On Monday, a friend asked me to recommend a project management methodology for IT. I wasn't trying to be awkward, but my answer was "that depends".

Let me explain.

Any activity that a business performs (whether it's a process, or part of a process, or related to the result of a process such as a product or service) is transient. In other words an activity's characteristics change over time.

For example, the use of CRM (customer relationship management) systems was a new activity in the mid 80s however today it has become widespread. CRM has transformed from something novel, with little or no literature and a relatively undefined problem space to something which is common, backed up by a wealth of literature and a well defined problem space. I've marked this transition on figure 1 which shows a graph of ubiquity (from new to common) against certainty (from an undefined problem that few have solved to a well defined and specified problem that has been solved many times before).

Figure 1 - The transition of CRM

If you take an snapshot of a company at any time, you will find that it consists of a mass of different activities. At one end, you have those activities that are truly novel within the industry and because of their novelty they are relatively undefined. Such activities are the innovations, the differentiators and the potential sources of competitive advantage. On the other extreme you have those activities that are common or ubiquitous within the industry and hence because of this, they are well defined (to the point of best practice solutions and step by step how to guides). They are the commodity like activities and a likely cost of doing business. I've shown this on figure 2.

Figure 2 - Organisation as a mass of activities

Now this is only a snapshot in time. Any activity (as per CRM) is on a path from innovation to commodity and hence its position on this graph will change over time. As an activity moves down this path, it changes from a highly variable dynamic class of problem to a more fixed static class of problem. Its characteristics change and hence the method by which it is best managed.

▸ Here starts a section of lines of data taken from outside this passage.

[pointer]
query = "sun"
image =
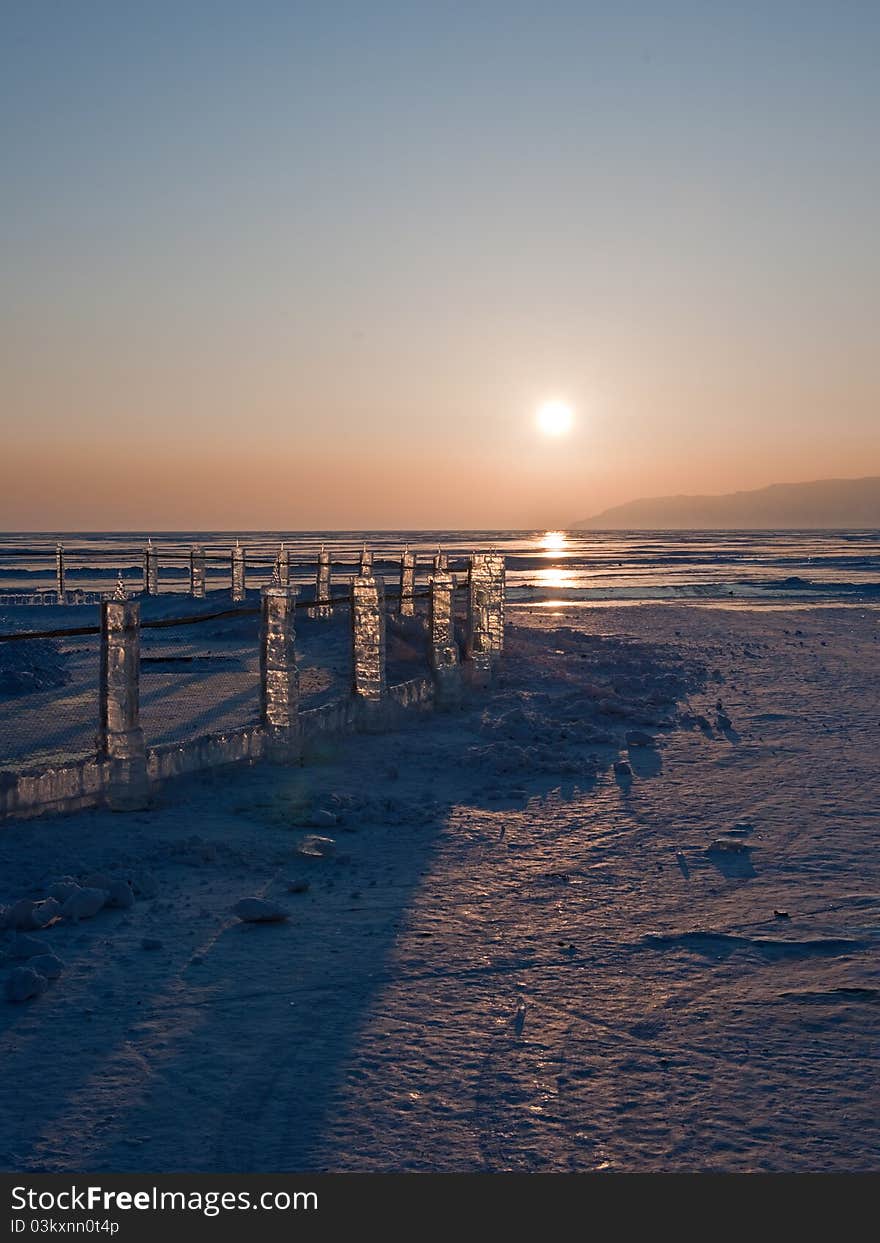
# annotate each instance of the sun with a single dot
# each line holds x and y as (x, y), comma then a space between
(554, 418)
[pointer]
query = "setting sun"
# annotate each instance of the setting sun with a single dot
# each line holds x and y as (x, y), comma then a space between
(554, 418)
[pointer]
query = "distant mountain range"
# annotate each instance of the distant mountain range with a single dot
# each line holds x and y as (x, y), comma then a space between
(824, 502)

I've tried to show this in figures 3-4.

Figure 3 - Characteristics at different stages of the activity lifecycle

Figure 4 - Effective methods for dealing with an activity at different stages of its lifecycle

In order to know how to manage something, you need to know where it is on this curve. Hence my original answer. The project methodology depends upon what you are doing and most importantly when you are intending on doing it.

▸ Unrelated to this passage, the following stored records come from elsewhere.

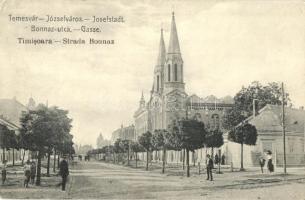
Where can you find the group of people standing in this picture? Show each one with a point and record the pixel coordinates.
(262, 162)
(29, 169)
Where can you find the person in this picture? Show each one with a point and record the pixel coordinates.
(64, 172)
(223, 159)
(262, 163)
(3, 172)
(209, 168)
(269, 164)
(216, 159)
(33, 172)
(27, 173)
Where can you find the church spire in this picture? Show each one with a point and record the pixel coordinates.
(173, 46)
(162, 52)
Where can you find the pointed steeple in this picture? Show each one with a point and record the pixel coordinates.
(162, 52)
(142, 101)
(173, 46)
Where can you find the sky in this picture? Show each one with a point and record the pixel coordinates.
(224, 45)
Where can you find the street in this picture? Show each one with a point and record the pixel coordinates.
(108, 181)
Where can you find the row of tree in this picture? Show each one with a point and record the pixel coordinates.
(189, 135)
(45, 131)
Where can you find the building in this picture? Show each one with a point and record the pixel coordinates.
(268, 123)
(10, 113)
(168, 99)
(124, 133)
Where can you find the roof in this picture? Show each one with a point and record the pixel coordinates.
(270, 119)
(173, 46)
(11, 110)
(162, 52)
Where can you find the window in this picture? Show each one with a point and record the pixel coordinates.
(215, 121)
(169, 72)
(176, 72)
(158, 84)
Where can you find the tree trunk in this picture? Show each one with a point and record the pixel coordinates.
(242, 157)
(13, 157)
(128, 156)
(183, 158)
(23, 156)
(194, 164)
(38, 168)
(163, 159)
(54, 161)
(187, 163)
(48, 164)
(147, 159)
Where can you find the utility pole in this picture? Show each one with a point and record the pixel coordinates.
(283, 123)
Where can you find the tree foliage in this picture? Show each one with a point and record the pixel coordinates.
(243, 107)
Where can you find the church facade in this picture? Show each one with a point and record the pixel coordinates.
(168, 99)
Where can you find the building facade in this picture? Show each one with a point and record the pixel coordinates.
(268, 123)
(168, 99)
(124, 133)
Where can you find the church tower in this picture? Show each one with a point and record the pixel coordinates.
(158, 72)
(173, 69)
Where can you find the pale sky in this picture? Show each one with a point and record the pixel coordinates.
(224, 45)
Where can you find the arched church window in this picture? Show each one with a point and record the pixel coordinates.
(215, 121)
(169, 72)
(158, 84)
(176, 72)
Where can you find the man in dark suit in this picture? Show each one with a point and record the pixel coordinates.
(209, 168)
(64, 172)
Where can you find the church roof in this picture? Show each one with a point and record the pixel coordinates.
(162, 52)
(173, 46)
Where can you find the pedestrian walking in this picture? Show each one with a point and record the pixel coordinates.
(33, 172)
(216, 159)
(27, 173)
(209, 168)
(64, 172)
(270, 164)
(3, 172)
(223, 159)
(262, 163)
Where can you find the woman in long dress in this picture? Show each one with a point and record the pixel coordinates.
(269, 164)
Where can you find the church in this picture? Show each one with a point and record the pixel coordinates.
(168, 99)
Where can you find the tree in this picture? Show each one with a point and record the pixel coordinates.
(243, 107)
(214, 139)
(191, 136)
(146, 141)
(44, 127)
(161, 140)
(136, 148)
(243, 134)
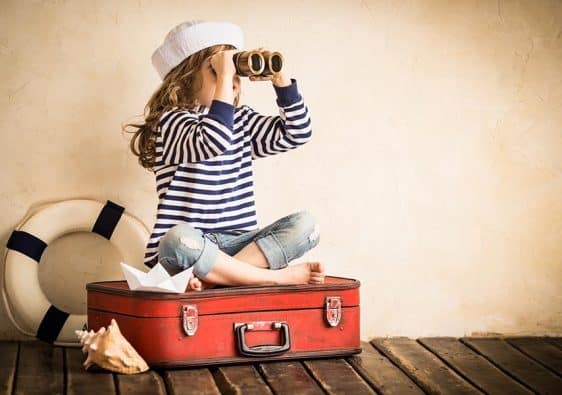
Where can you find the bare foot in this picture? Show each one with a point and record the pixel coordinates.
(303, 273)
(195, 284)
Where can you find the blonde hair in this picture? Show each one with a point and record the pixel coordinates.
(177, 90)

The methodology I would use to manage a CRM project has changed drastically, but that is only because CRM is no longer an innovation - it has become more of a commodity.

This is also why there are no single, magic bullet solutions to project management. When dealing with a commodity, your focus is to eliminate variation. No business wants variability in its power supply or telephone or internet connection. Innovation, however, requires deviation from the accepted norms of today - it's something new. So on one extreme you need methods to eliminate variation whilst on the other you needs methods to encourage and cope with variation.

In my opinion, the simple solution is just to use different methods and to learn when to use them.